Summary
I have downloaded pre-trained LLM: deepseek-R1-1.5B, separately running on OneDNN and MKL_BLAS.
And get 10x slower:
model, tokenizer = load_model_for_profiling(
args.model,
torch_dtype,
random_weights=args.random_weights
)
# Apply MKLDNN/OneDNN optimization
if args.use_mkldnn:
model = mkldnn_utils.to_mkldnn(model)
# Prepare batch inputs
if args.batch_prompts:
# Use the provided list of prompts
prompts = args.batch_prompts
if len(prompts) < args.batch_size:
# If there are not enough prompts, repeat the last prompt
prompts.extend([prompts[-1]] * (args.batch_size - len(prompts)))
prompts = prompts[:args.batch_size]
else:
# Repeat the default prompt
prompts = [args.prompt] * args.batch_size
print(f"Preparing batch of {args.batch_size} prompts...")
inputs = tokenizer(prompts, return_tensors="pt", padding=True)
# Calculate number of prompt tokens
prompt_tokens = inputs["input_ids"].shape[1]

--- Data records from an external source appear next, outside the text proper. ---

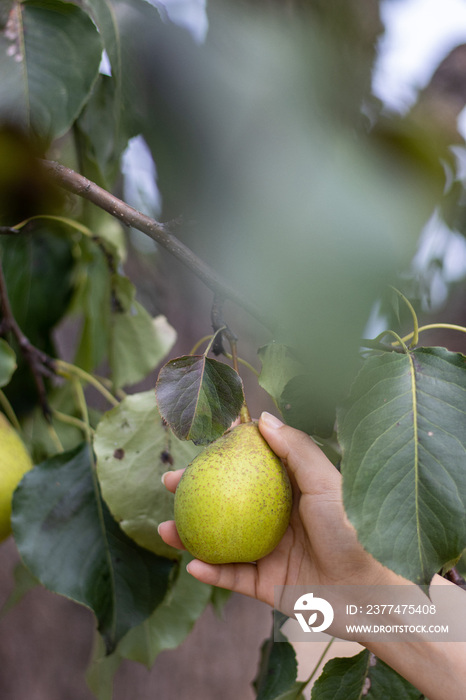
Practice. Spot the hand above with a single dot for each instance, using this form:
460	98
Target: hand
320	546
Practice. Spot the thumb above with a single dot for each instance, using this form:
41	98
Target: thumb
313	471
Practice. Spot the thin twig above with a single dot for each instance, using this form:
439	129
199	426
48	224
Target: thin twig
159	232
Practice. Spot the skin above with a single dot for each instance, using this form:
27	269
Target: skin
321	547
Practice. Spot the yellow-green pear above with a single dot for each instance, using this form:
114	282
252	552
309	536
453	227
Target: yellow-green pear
14	463
233	502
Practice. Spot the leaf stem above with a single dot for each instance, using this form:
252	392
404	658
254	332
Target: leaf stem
65	369
415	334
245	416
9	411
434	326
79	391
54	437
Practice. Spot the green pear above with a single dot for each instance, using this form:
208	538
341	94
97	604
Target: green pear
14	463
233	502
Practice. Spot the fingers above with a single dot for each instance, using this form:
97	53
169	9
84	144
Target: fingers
314	473
171	479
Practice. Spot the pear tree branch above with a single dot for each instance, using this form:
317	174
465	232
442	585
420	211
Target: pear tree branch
77	184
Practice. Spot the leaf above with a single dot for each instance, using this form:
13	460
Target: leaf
198	397
277	668
133	450
103	14
403	442
101	670
171	622
24	582
7	362
361	676
46	74
92	300
102	138
71	544
302	413
294	693
136	346
39	296
279	365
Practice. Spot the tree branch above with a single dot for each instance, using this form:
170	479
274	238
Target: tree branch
78	184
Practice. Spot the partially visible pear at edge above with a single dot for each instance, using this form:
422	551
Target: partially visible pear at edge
233	502
14	463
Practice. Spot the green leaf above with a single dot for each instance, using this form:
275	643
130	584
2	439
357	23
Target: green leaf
199	397
101	670
361	676
133	450
277	668
36	429
92	300
137	344
171	622
294	693
39	296
46	74
7	362
403	442
69	541
24	582
279	365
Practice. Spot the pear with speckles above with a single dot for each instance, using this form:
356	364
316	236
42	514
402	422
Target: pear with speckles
233	502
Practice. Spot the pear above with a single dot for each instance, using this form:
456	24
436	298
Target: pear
14	463
233	502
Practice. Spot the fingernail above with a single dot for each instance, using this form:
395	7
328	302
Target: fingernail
270	420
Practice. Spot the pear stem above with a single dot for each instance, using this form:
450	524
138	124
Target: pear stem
244	415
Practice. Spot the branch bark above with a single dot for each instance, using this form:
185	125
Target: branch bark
79	185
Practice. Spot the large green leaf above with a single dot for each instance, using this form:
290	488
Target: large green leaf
137	342
403	441
7	362
277	668
133	450
361	676
171	622
49	59
39	296
72	545
199	397
165	629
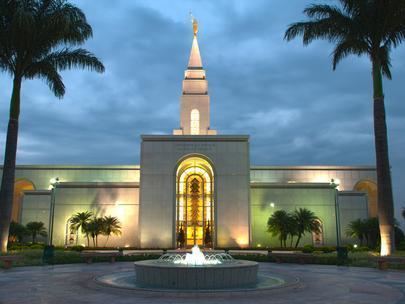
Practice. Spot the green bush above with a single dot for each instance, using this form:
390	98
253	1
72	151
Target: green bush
37	246
78	248
327	249
308	249
17	246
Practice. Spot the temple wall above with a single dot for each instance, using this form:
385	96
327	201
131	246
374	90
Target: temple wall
103	199
266	199
345	177
160	156
352	206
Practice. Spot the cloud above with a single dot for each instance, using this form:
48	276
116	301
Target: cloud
286	96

performance_data["prompt_tokens"] = prompt_tokens
inputs = {key: val.to(device) for key, val in inputs.items()}
def inference_fn():
with torch.no_grad():
for _ in range(args.iterations):
if args.use_mkldnn and args.mkldnn_verbose:
with torch.backends.mkldnn.verbose(torch.backends.mkldnn.VERBOSE_ON):
outputs = model(**inputs)
else:
outputs = model(**inputs)
I have checked the onednn_verbose log info, and realized that the cost of aten::linear is mainly about the reorder:
onednn_verbose,primitive,exec,cpu,inner_product,brgemm:avx512_core,forward_training,src_f32:a:blocked:ab::f0 wei_f32:a:blocked:AB16b64a::f0 bia_f32:a:blocked:a::f0 dst_f32:a:blocked:ab::f0,attr-scratchpad:user,,mb1ic1536oc8960,0.596924
onednn_verbose,primitive,exec,cpu,reorder,simple:any,undef,src_f32::blocked:abc::f0 dst_f32::blocked:abc::f0,attr-scratchpad:user,,1x1x8960,4.28809
onednn_verbose,primitive,exec,cpu,reorder,simple:any,undef,src_f32::blocked:abc::f0 dst_f32::blocked:abc::f0,attr-scratchpad:user,,1x1x1536,0.0109863
onednn_verbose,primitive,exec,cpu,reorder,jit:uni,undef,src_f32::blocked:ab::f0 dst_f32::blocked:AB16b64a::f0,attr-scratchpad:user,,8960x1536,4.32202
onednn_verbose,primitive,exec,cpu,inner_product,brgemm:avx512_core,forward_training,src_f32:a:blocked:ab::f0 wei_f32:a:blocked:AB16b64a::f0 bia_f32:a:blocked:a::f0 dst_f32:a:blocked:ab::f0,attr-scratchpad:user,,mb1ic1536oc8960,0.611816
onednn_verbose,primitive,exec,cpu,reorder,simple:any,undef,src_f32::blocked:abc::f0 dst_f32::blocked:abc::f0,attr-scratchpad:user,,1x1x8960,0.059082
onednn_verbose,primitive,exec,cpu,reorder,simple:any,undef,src_f32::blocked:abc::f0 dst_f32::blocked:abc::f0,attr-scratchpad:user,,1x1x8960,0.013916
onednn_verbose,primitive,exec,cpu,reorder,jit:uni,undef,src_f32::blocked:ab::f0 dst_f32::blocked:AB16b64a::f0,attr-scratchpad:user,,1536x8960,4.17603
onednn_verbose,primitive,exec,cpu,inner_product,brgemm:avx512_core,forward_training,src_f32:a:blocked:ab::f0 wei_f32:a:blocked:AB16b64a::f0 bia_f32:a:blocked:a::f0 dst_f32:a:blocked:ab::f0,attr-scratchpad:user,,mb1ic8960oc1536,0.780029
My question is, is there a way to directly convert a pretrained model’s weights downloaded from PyTorch into onednn format, so that future linear operations don’t need to perform reordering?